Reverse singly linked list

Question

Description:

Given a linked list reverse it and return the new head.

Code:

class Main {
  static class Node {
    public int data;
    public Node next;

    Node(int data) {
      this(data, null);
    }

    Node(int data, Node next) {
      this.data = data;
      this.next = next;
    }

    // Just a helper method, not optimised
    Node append(int data) {
      Node newNode = new Node(data, null);
      Node current = this;

      while (current.next != null) {
        current = current.next;
      }
      current.next = newNode;
      return this;
    }
  }
  // 10 -> 20 -> 30
  // 10    20 -> 30
  // 10 <- 20 -> 30
  //       c     n     
  // 10 <- 20 <- 30
  public static Node reverse(Node head) {
    if (head == null || head.next == null) {
      return head;
    }

    Node prev = null;
    Node curr = head;
    Node next = null;

    while (curr != null) {
      next = curr.next;
      curr.next = prev;
      prev = curr;
      curr = next;
    }

    return prev;
  }

  public static void main(String[] args) {
    Node head = new Node(10)
        .append(20)
        .append(30)
        .append(40);

    Node newHead = reverse(head);
    System.out.println(newHead); // 40 30 20 10
  }
}

Question:

The idea is quite simple i.e. we need to go one by one and we need to reverse the link, for this we need three pointers but I really struggled to put the idea into code. I know that understanding about invariants can help to write code in a more robust way. How can I help form invariants in this situation to improve the logic?

Answer 1

I can't find any very useful invariant but sum of length of list should be constant.
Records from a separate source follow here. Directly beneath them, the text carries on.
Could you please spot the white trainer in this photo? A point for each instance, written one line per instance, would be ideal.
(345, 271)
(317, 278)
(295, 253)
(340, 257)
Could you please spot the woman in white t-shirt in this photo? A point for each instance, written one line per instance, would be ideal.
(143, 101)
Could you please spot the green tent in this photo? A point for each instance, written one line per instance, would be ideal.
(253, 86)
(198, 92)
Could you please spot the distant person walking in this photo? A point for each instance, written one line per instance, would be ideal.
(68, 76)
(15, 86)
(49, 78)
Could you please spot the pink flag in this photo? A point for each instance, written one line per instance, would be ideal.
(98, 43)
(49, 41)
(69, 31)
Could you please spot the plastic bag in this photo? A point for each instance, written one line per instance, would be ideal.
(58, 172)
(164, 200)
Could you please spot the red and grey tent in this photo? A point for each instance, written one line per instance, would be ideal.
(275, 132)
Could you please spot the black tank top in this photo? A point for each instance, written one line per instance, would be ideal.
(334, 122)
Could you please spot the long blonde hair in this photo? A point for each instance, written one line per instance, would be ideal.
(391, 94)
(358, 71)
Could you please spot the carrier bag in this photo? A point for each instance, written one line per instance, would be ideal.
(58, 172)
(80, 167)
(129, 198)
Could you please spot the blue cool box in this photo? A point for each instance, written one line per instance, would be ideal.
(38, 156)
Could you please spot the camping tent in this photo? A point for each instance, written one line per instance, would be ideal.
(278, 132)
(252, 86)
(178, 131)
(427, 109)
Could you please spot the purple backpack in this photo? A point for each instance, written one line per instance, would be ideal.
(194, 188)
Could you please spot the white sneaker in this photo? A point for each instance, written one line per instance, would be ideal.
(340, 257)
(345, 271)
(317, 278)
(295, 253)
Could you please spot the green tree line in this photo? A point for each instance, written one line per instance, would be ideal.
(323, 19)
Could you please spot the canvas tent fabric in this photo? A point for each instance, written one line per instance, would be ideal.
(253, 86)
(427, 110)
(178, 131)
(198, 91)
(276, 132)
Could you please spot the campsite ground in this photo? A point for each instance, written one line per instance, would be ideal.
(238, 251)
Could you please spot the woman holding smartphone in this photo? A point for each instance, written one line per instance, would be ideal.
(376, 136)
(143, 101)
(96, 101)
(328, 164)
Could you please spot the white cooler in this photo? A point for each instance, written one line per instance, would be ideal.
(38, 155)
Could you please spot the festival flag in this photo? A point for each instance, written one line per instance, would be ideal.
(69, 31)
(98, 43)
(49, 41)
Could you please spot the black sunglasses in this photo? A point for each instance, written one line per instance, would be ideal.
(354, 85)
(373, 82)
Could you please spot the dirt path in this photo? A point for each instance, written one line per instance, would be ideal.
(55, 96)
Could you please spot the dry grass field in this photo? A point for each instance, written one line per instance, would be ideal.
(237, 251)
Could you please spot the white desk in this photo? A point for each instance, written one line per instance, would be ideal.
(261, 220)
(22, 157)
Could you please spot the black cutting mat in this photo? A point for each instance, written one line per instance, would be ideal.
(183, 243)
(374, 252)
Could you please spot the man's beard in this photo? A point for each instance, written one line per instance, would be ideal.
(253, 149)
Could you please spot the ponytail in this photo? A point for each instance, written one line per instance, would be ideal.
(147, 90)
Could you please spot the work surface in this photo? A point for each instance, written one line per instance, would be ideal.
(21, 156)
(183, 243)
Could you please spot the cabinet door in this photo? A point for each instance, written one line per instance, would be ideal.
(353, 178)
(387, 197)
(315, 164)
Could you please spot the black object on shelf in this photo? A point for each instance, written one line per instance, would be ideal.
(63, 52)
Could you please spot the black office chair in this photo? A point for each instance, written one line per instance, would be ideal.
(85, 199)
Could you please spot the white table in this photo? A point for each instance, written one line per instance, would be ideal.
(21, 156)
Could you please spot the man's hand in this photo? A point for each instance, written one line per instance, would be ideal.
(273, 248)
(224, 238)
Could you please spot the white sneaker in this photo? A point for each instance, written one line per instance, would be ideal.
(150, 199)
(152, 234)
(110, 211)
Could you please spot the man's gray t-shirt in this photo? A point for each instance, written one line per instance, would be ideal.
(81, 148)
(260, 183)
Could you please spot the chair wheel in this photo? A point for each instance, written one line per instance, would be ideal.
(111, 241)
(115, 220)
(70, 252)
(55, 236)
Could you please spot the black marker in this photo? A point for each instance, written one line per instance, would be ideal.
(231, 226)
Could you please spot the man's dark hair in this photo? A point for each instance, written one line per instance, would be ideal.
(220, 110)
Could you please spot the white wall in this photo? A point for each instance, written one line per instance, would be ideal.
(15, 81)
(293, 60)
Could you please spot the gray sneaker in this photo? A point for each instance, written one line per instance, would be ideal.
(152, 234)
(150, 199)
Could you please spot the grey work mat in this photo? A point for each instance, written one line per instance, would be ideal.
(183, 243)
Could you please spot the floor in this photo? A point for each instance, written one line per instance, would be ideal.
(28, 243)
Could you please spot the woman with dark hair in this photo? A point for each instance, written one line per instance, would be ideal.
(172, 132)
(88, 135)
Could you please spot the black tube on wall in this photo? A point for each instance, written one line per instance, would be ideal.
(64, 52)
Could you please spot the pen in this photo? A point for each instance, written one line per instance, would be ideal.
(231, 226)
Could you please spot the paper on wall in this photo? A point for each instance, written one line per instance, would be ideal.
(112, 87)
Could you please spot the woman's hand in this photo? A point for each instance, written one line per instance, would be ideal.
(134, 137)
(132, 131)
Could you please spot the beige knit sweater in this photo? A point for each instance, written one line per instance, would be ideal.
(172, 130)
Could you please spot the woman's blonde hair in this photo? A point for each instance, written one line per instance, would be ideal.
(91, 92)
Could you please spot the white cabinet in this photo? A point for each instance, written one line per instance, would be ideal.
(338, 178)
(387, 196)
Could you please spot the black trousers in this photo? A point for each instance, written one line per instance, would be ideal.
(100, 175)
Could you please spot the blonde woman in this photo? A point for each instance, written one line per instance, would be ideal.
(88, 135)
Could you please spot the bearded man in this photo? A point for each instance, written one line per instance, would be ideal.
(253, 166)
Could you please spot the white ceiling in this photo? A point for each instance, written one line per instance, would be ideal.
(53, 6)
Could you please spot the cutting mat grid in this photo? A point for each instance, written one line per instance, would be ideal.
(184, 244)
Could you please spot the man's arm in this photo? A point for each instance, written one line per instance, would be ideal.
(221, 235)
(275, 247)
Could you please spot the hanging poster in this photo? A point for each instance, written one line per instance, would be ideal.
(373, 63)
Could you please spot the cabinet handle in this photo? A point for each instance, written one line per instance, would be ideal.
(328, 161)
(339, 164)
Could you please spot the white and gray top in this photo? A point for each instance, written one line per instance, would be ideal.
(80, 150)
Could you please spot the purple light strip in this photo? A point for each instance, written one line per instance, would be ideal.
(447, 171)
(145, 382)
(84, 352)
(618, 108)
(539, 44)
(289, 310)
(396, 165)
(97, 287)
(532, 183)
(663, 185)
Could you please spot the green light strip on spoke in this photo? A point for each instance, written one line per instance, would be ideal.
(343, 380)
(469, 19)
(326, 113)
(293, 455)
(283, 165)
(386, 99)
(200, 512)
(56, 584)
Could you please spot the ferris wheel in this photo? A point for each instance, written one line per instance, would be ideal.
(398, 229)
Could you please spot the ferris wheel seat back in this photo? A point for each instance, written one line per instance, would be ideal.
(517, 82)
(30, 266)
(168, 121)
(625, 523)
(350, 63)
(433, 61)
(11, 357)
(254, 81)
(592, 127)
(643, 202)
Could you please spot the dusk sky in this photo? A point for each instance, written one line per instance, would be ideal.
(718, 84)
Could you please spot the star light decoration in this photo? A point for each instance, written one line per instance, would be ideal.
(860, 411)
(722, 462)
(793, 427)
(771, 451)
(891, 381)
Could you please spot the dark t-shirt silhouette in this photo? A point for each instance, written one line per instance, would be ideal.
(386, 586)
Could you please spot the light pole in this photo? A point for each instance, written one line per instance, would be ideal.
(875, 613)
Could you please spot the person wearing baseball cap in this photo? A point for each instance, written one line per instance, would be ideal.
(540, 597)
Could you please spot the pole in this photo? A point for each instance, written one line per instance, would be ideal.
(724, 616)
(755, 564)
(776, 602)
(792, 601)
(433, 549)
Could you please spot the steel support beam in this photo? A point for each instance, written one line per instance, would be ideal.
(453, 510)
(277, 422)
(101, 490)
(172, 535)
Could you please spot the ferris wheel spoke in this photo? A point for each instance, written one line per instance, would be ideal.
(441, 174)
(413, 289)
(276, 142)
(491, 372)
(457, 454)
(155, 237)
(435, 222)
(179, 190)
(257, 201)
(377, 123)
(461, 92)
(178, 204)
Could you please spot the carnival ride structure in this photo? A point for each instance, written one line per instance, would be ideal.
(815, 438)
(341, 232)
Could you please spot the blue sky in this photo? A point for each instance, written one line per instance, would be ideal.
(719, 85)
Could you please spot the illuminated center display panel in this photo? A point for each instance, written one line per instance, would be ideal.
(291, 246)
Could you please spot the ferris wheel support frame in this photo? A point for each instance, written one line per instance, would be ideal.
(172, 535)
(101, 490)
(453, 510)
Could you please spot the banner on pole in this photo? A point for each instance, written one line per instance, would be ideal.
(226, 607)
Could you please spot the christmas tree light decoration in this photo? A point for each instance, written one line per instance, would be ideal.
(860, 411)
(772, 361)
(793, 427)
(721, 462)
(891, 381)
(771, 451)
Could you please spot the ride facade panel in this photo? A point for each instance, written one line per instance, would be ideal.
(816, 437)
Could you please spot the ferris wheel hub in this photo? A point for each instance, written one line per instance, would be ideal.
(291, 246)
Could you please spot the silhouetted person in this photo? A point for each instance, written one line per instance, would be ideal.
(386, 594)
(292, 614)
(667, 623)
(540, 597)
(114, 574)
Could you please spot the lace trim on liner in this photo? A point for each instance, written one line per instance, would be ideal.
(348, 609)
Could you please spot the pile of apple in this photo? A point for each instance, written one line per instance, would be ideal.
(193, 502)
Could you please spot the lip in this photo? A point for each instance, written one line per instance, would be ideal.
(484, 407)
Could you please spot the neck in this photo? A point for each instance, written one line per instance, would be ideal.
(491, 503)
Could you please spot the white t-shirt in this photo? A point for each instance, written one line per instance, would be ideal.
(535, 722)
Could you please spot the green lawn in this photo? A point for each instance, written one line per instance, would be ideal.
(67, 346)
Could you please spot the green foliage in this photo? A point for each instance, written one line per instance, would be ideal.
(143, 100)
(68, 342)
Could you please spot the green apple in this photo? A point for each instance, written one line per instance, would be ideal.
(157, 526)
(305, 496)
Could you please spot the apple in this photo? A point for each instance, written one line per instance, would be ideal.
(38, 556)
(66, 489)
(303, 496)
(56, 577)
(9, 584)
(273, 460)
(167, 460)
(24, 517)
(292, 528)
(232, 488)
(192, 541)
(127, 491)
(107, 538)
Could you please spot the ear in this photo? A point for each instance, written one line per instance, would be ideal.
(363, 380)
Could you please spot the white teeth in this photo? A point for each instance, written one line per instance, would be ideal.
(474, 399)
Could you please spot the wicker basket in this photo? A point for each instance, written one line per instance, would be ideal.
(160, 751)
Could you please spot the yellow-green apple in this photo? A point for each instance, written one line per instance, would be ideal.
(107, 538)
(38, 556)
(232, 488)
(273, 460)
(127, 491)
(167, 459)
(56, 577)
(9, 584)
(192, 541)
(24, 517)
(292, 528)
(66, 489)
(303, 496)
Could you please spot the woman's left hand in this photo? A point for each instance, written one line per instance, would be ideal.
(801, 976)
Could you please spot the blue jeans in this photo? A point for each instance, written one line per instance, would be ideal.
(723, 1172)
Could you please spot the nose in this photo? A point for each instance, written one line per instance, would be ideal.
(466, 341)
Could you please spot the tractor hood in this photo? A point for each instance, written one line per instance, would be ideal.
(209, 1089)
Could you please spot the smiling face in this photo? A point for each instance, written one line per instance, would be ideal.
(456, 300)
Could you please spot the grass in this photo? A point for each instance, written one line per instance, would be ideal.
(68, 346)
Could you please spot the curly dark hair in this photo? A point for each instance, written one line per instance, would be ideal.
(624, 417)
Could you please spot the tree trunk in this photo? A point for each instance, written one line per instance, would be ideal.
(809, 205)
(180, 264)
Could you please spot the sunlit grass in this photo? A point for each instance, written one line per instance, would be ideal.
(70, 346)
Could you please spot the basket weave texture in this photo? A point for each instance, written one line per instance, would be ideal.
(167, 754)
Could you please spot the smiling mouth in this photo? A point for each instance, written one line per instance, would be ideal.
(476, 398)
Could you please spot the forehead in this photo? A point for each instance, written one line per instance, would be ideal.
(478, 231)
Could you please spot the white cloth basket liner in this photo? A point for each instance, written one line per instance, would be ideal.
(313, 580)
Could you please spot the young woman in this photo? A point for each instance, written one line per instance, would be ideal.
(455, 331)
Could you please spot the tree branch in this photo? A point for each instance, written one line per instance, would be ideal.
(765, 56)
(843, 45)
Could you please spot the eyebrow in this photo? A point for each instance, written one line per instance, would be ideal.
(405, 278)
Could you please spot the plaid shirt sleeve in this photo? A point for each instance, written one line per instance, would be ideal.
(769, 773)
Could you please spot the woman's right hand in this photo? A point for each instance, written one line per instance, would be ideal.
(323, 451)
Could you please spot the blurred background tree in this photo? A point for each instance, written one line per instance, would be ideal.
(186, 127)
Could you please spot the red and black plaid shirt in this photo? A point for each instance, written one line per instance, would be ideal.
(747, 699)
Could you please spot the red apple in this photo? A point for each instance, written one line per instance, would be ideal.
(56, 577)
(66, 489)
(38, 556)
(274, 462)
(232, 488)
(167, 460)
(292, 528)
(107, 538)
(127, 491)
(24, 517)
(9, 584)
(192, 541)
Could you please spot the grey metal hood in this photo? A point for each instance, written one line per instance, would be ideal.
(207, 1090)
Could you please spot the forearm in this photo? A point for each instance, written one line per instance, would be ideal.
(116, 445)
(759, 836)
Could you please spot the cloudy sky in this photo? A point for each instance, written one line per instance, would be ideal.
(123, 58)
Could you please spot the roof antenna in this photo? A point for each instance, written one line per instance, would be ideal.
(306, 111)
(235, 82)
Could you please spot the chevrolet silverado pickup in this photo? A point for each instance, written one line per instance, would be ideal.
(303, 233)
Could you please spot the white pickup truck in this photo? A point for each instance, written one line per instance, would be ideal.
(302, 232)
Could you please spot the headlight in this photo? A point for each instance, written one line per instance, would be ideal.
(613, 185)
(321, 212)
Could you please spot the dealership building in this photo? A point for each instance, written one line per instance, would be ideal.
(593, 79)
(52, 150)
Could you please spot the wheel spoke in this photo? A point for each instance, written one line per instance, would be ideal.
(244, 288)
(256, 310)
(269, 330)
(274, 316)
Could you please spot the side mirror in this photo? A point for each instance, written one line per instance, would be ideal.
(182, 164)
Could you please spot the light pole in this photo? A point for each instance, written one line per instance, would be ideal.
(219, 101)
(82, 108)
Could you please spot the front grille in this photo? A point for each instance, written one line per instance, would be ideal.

So we can make following assertion:

static int length(Node node) {
    int result = 0;
    while (node != null) {
        result++;
        node = node.next;
    }
    return result;
}

public static Node reverse(Node head) {
    if (head == null || head.next == null) {
        return head;
    }

    int totalLength = length(head);

    Node prev = null;
    Node curr = head;
    Node next = null;


    while (curr != null) {
        assert length(prev) + length(curr) == totalLength;
        next = curr.next;
        curr.next = prev;
        prev = curr;
        curr = next;
    }
    assert length(prev) + length(curr) == totalLength;

    return prev;
}

It is a bit of a stretch but we can make it easier to understand why invariant is preserved by showing that single node is moved from one list to another:

static class Node {

    // rest of class without changes

    @Override
    public String toString() {
        return  data + " -> " + next;
    }


}

static class List {
    Node head;
    int size() {
        return length(head);
    }

    Node removeFist() {
        Node oldHead = head;
        head = head.next;
        return oldHead;
    }

    boolean isEmpty() {
        return head == null;
    }

    void prepend(Node newHead) {
        newHead.next = head;
        head = newHead;
    }

    static List of(Node node) {
        List list = new List();
        list.head = node;
        return list;
    }
}

static int length(Node node) {
    int result = 0;
    while (node != null) {
        result++;
        node = node.next;
    }
    return result;
}

public static Node reverse(Node head) {
    if (head == null || head.next == null) {
        return head;
    }

    List reversed = List.of(null);
    List input = List.of(head);
    final int totalSize = input.size();

    while (!input.isEmpty()) {
        assert reversed.size() + input.size() == totalSize;
        reversed.prepend(input.removeFist());
    }
    assert reversed.size() + input.size() == totalSize;

    return reversed.head;
}

Sadly I wouldn't call that improvement. Maybe it would made more sense if List class I added also contained Node tail.